Dogs dream just like us -- study


Have you ever looked at a sleepy pup and wondered just what was going on inside that fuzzy noggin? New research suggests they dream just like humans do.

Genetically and physically, we're about 95 percent identical to our furry companions, so it's not surprising that we've got a lot in common, professor of behavioural pharmacology and animal behaviour Dr Nicholas Dodman says.

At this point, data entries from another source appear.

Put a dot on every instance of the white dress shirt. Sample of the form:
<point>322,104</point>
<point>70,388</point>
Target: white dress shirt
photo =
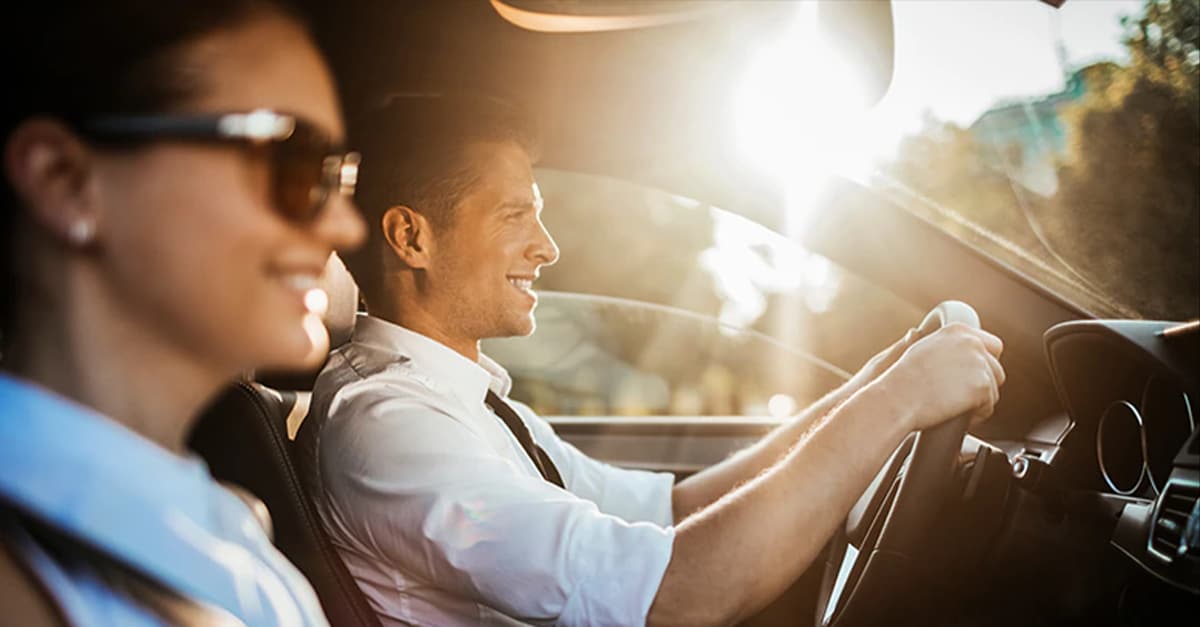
<point>443,518</point>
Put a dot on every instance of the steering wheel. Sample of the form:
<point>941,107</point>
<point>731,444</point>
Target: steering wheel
<point>879,544</point>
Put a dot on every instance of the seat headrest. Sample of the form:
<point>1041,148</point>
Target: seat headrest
<point>339,318</point>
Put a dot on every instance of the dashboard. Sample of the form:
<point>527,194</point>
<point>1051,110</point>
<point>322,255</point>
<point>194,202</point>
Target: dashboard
<point>1132,390</point>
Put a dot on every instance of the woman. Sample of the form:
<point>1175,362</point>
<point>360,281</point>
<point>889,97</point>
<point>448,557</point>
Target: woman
<point>174,184</point>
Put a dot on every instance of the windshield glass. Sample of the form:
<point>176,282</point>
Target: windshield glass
<point>1062,142</point>
<point>1065,143</point>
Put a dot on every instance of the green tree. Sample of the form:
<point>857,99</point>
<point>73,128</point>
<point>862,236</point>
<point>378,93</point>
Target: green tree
<point>1129,198</point>
<point>1125,221</point>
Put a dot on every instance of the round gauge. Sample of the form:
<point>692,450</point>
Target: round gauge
<point>1169,422</point>
<point>1121,448</point>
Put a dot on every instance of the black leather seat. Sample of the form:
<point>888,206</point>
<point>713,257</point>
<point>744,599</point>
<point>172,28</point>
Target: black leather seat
<point>244,439</point>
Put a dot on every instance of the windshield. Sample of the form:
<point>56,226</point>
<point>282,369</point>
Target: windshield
<point>1062,142</point>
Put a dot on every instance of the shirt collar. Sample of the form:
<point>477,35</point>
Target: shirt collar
<point>448,370</point>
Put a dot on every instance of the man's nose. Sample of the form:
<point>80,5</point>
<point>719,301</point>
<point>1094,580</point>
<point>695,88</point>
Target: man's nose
<point>544,250</point>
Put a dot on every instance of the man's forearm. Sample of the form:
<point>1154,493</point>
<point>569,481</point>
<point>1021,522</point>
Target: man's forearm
<point>712,483</point>
<point>736,555</point>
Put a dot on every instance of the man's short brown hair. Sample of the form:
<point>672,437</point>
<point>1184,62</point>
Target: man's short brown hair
<point>414,154</point>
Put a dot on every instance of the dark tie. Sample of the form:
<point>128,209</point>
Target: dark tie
<point>539,457</point>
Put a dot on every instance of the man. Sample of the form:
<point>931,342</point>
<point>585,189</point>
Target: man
<point>454,505</point>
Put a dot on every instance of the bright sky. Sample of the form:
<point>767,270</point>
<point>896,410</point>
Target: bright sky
<point>954,59</point>
<point>958,58</point>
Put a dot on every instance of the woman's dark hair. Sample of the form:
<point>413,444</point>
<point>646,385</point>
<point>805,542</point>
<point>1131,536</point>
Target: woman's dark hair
<point>77,59</point>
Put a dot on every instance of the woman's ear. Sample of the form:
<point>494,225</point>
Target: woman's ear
<point>408,236</point>
<point>52,171</point>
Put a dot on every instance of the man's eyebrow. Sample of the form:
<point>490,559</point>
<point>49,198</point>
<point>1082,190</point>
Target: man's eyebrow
<point>523,203</point>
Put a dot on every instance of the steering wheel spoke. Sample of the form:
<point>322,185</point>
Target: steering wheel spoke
<point>885,527</point>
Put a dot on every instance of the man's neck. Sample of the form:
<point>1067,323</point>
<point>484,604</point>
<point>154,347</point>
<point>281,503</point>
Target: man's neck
<point>421,321</point>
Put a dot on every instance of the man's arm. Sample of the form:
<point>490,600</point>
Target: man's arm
<point>706,487</point>
<point>738,554</point>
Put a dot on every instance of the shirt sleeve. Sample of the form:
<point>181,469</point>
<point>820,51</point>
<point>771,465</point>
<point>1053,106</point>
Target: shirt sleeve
<point>628,494</point>
<point>425,493</point>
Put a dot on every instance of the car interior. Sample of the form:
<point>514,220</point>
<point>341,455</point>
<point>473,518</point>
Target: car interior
<point>1075,505</point>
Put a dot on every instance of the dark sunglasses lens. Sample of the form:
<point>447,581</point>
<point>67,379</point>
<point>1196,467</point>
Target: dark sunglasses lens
<point>300,183</point>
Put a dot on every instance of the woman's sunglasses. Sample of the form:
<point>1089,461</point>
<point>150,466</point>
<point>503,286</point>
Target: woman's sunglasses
<point>307,166</point>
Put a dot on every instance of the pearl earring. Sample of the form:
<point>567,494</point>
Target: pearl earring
<point>81,232</point>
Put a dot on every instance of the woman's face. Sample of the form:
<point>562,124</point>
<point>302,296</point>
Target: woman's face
<point>191,245</point>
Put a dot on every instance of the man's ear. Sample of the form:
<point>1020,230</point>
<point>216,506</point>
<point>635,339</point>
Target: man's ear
<point>408,236</point>
<point>52,173</point>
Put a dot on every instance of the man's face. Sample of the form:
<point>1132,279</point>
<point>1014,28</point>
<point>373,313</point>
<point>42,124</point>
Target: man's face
<point>487,258</point>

Previous research has confirmed dogs dream, but the new study has more implications about how they dream, and what they dream of.

And just like humans, dogs can often dream of their doggy days.

As with humans, the dreaming occurs during periods of rapid eye movement (REM), where one's eyes rapidly move beneath the closed lids.

The length of time dogs spend in REM sleep changes based on their age and the size of the breed, the study has found.

For smaller dogs, they tend to dream more frequently, but have shorter dreams. Larger dogs have longer dreams, but they also dream less.

And puppies spend more of their sleep time in REM than adults.

Either way, they've both got us  beat -- adults dogs sleep for around 12 to 14 hours a day, considerably longer than is considered socially acceptable for people, and they can spend around 10-12 percent of their sleep time in REM.

If you see your pup twitching in its sleep, the scientists have found an explanation for that too.

Dr Stanley Coren, a professor emeritus of psychology at the University of British Columbia, told the Daily Mail there's a switch in the brain which tells our bodies we're asleep and stops our muscles from moving.

When the switch is weak, individuals can start to act out their dreams while still asleep.

"The same thing goes with dogs," Dr Coren says. "If their switch doesn't work that well you will see the dog running or snapping at something."

The scientists aren't entirely sure if all mammals dream in the way humans and dogs do, and further studies are needed.

Dr Coren says it's likely most mammals dream in some form.

"Cats dream, horses dream, but the nature of their dreams and cycles depend on the species.

"The most important thing about the fact dogs dream is that it demonstrates that not only is the dog's brains somewhat structurally similar to the way a human brain works, it probably functions the same way," Dr Coren says. "[It's] just a primitive human brain."

Primitive or not, it's good to know that great day in the park is playing on Rover's mind as much as it is yours.